## Regression Analysis on the outputs of the B-Point detection algorithms

- The sampling rate of the empkins dataset 1000 Hz does not match the sampling rate of the guardian dataset 500 Hz. How to deal with that? 
    - Convert to milliseconds. Do it when building the train and test data
- Normalize B-Point samples acording to start and end point of heartbeat as part of data preprocessing?
    - Try both approaches (This kind of normalization does not make sense)
- Start without feature selection since the models should use all outputs generated by the algorithms
- How to impute nan values? If normalized between 0 and 1 just use mean?
    - drop them first
    - Background: Many algorithms don't handle NaN values
    - Check how many entries contain NaN
    - Use a SimpleImputer with e.g. mean or KNNImputer first to test the pipeline properly (https://scikit-learn.org/1.5/modules/impute.html)
- GroupKFold should be used for cross validation to ensure that a participant is not present in the train and testdata
- Splitting of the data:
    - use biopyskit and apply groupkfold.
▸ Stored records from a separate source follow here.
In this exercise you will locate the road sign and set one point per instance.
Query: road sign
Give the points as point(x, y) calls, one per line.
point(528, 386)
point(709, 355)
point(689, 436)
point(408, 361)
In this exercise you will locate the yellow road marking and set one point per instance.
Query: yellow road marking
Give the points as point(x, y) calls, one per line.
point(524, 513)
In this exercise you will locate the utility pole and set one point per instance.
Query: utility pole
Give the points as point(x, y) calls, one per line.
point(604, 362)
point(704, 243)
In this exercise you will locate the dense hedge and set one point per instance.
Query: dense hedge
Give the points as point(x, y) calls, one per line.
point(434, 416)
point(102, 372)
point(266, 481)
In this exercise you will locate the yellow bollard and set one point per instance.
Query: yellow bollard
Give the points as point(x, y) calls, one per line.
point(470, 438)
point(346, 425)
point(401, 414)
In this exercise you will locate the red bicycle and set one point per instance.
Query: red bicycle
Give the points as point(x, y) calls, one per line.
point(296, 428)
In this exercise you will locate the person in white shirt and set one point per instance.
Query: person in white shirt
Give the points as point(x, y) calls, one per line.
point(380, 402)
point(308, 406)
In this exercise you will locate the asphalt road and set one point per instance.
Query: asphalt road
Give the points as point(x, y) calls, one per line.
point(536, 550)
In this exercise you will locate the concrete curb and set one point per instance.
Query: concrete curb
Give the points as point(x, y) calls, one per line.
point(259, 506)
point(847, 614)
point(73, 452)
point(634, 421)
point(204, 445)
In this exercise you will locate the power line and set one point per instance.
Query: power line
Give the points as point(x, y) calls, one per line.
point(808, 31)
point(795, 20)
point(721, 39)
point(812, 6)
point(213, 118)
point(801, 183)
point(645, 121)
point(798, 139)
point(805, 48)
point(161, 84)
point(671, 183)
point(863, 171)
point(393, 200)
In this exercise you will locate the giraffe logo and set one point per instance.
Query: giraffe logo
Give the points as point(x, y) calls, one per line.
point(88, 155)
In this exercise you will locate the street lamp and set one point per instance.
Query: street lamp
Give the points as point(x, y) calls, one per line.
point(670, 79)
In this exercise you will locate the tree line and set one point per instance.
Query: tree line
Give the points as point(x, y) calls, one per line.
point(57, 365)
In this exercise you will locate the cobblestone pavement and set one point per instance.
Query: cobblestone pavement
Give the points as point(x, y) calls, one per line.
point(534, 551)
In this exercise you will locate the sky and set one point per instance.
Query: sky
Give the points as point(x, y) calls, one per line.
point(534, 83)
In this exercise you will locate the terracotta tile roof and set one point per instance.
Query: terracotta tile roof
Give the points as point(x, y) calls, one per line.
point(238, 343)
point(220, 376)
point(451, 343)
Mutliindex can remain in dataframe its important, that one hearbeat per row

### Setup and helper functions

In [None]:
import json

from pathlib import Path

import pandas as pd
import numpy as np

import biopsykit as bp
from sklearn.preprocessing import MinMaxScaler, StandardScaler
from sklearn.impute import SimpleImputer


#Feature Selection
from sklearn.feature_selection import SelectKBest, RFE

#Classification
from sklearn.tree import DecisionTreeClassifier
from sklearn.svm import SVC

# Regression
from sklearn.neighbors import KNeighborsRegressor
from sklearn.svm import SVR
from sklearn.tree import DecisionTreeRegressor
from sklearn.ensemble import AdaBoostRegressor
from sklearn.ensemble import RandomForestRegressor
from sklearn.ensemble import HistGradientBoostingRegressor

# Cross-Validation
from sklearn.model_selection import GroupKFold

from biopsykit.classification.model_selection import SklearnPipelinePermuter

import matplotlib.pyplot as plt

%matplotlib widget
%load_ext autoreload
%autoreload 2

#### Specify whether the results should be saved or not

In [None]:
save_results = False

### Load data

In [3]:
data_path = Path("../../results/train_test_data")
data_path

WindowsPath('../../results/train_test_data')

In [4]:
models_path = Path("../../results/models")

In [76]:
input_data = pd.read_csv(data_path.joinpath("combined_data.csv"))

In [77]:
X, y, groups = bp.classification.utils.prepare_df_sklearn(data=input_data, label_col="b_point_samplereference", subject_col="participant", print_summary=True)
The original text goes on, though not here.